“When something human is recorded, good travel writing happens” (Paul Theroux)
I am fascinated by the many routes that travel writing can take. For travel writing is not only about a particular destination, but also about the process of traveling. And what involves traveling is always interesting: the planning, expectations, leaving home and arriving at the destination. Discovering the place, experiencing it, savoring its flavors. What I find more compelling about travel writing is not the direct description of the place per se. There are limitless sources of information (travel guides, the internet) that will give you factual information about the place you choose to visit. What interests me the most is how a particular travel record can bring a particular place to life, make it somehow real and meaningful to you. When the author’s vision of the setting becomes intimate through narrative, this is when you have me.
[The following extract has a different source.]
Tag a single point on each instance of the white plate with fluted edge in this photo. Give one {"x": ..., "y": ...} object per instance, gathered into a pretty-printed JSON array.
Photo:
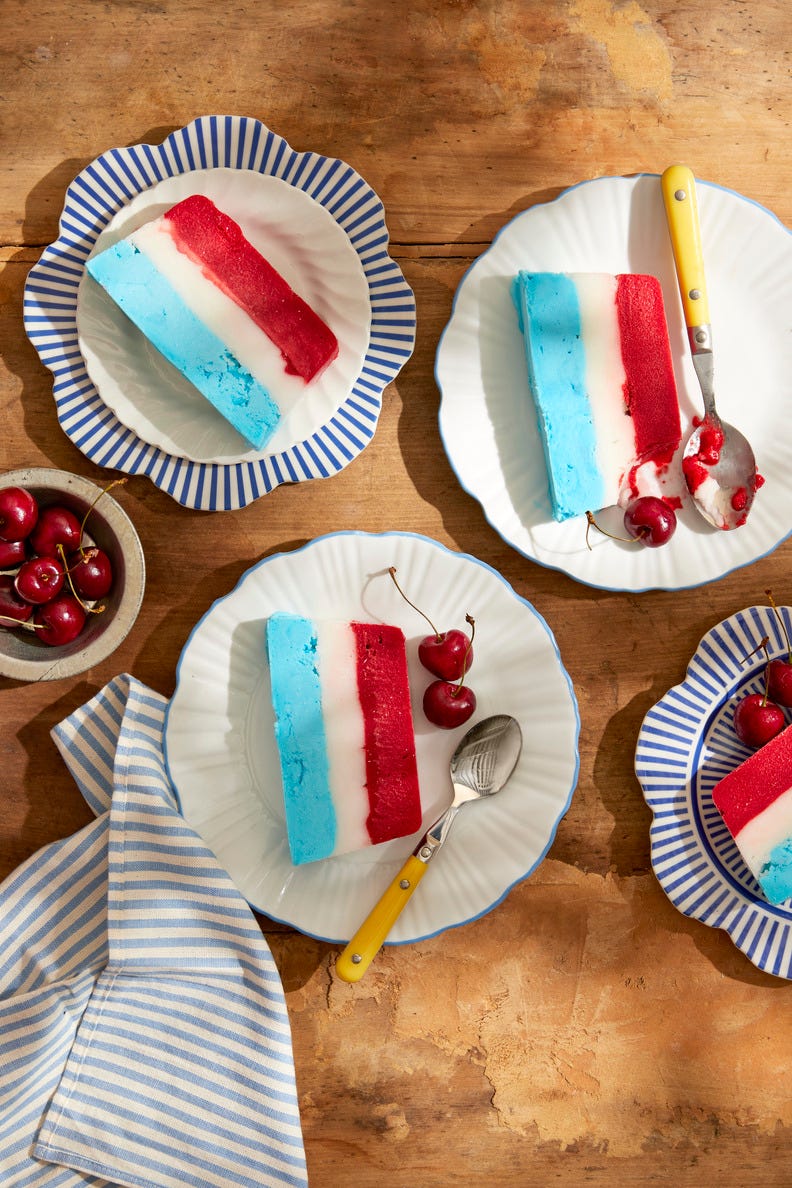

This is when the genre defies the definition of travelogue, a travel documentary. This is when travel narratives blur the distinctions between a direct description of the place and the literary. Because somebody’s description of a place is always a reconstruction. That is, the writer will have to rely on his memory of the place. And we all know how unreliable sometimes our memories are. This is when the author manages to transport the reader to a place: take him along the alleys, visit rooms, tea gardens or a corner of a quaint restaurant.
One thing to bear in mind: traveling is a journey and every journey is about a quest.
The structure of the travel narrative is also mythic: a) the hero leaves home; b) the hero undergoes adventures and c) the hero returns home. The structure of the quest narrative is old and mythic, which means that we somehow recognize it within ourselves. After all, we are all in the quest for something. We are all in a great journey. We are all travelers.